= Arnold Wilkerson =

American actor

Arnold Wilkerson (born April 6, 1943) is an American actor and the creator and owner of the Little Pie Company in Manhattan, New York City. As an actor, he is particularly known for portraying roles in the original productions of the musicals Hair, Jimmy Shine, and Don't Bother Me, I Can't Cope.

==Biography==
Wilkerson was born and raised in San Francisco, California. He attended the Royal Academy of Dramatic Art in London where he graduated with a diploma in acting. He moved to New York City, making his Off-Broadway debut as Hud in the original production of James Rado and Gerome Ragni's Hair at Joseph Papp's Public Theater in October 1967. He made his Broadway debut in 1968 as Arnold in the original production of John Sebastian's Jimmy Shine, sharing the stage with Dustin Hoffman and Rue McClanahan. In 1969 he acted in Jon Swan's Fireworks at the Village South Theatre. That same year he appeared in the original production of Ronald Ribman's The Most Beautiful Fish with Eileen Dietz which was commissioned by New York Television Theatre for broadcast on PBS.
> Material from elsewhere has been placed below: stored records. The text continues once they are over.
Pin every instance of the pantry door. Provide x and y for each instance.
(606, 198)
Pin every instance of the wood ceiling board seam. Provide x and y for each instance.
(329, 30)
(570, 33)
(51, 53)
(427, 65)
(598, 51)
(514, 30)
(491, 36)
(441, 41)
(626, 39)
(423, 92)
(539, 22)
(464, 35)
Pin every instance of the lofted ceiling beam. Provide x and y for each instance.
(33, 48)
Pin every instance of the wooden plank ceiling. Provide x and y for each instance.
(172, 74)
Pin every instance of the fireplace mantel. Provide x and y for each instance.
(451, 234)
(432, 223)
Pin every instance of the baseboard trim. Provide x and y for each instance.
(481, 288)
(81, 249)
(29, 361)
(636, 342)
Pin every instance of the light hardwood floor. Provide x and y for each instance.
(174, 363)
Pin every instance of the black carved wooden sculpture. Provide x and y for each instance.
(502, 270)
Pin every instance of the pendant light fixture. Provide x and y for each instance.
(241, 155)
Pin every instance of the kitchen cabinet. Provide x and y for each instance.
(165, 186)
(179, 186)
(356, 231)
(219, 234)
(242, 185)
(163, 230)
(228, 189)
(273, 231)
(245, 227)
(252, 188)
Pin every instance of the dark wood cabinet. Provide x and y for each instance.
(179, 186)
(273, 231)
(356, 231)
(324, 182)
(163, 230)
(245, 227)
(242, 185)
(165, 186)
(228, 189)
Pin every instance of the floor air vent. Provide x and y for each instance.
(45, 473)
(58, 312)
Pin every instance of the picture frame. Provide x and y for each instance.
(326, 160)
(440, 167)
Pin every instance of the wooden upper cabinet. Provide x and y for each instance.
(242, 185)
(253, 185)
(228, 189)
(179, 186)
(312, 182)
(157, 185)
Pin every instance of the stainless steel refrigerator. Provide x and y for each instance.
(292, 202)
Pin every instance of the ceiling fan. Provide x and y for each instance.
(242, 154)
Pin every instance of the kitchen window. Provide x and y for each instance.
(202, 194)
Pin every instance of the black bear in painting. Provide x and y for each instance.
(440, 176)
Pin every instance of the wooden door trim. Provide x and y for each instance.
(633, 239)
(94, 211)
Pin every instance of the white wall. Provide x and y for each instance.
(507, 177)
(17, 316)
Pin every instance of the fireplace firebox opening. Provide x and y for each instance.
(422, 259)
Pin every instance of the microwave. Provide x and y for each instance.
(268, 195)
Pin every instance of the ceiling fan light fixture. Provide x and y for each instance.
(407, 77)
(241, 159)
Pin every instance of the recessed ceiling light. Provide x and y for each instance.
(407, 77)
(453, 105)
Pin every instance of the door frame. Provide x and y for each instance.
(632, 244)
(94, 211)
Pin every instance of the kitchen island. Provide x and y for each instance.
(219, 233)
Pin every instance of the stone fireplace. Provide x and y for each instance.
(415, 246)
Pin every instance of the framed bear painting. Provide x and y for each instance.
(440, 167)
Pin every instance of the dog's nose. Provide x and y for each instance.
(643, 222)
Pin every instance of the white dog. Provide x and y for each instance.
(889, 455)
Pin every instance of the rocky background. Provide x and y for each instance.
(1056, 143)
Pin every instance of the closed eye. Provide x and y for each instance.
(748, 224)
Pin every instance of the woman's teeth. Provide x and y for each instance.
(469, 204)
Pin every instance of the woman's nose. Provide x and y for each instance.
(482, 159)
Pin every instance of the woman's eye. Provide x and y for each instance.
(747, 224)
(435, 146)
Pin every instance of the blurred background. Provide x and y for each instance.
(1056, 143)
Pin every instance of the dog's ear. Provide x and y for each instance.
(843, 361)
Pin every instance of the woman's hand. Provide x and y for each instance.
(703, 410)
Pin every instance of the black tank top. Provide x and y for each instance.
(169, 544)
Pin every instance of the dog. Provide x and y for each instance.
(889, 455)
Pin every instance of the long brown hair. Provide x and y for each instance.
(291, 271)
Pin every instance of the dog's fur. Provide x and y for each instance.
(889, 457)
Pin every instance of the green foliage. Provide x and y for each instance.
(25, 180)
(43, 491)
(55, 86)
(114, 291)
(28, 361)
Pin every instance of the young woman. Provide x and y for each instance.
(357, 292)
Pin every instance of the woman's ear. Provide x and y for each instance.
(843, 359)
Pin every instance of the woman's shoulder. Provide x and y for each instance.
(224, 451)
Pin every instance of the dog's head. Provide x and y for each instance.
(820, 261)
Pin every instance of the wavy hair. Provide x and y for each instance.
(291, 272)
In 1971, Wilkerson appeared in the world premiere of Micki Grant's Don't Bother Me, I Can't Cope at the Ford's Theatre in Washington, D.C. He continued with the production when it moved to Broadway the following year. The show was nominated for a Tony Award for Best Musical.

In 1974, he played the role of Jimmy in The Autobiography of Miss Jane Pittman.

After Don't Bother Me, I Can't Cope, Wilkerson's acting career went through a slump and he worked largely as a waiter. In 1983 he, along with business partner Michael Deraney, founded the Little Pie Company, a popular Manhattan bakery that specializes in pies. The bakery has since expanded to two locations and has been featured on a number of occasions in The New York Times. In addition, some of Wilkerson's pie recipes have been published in the newspaper.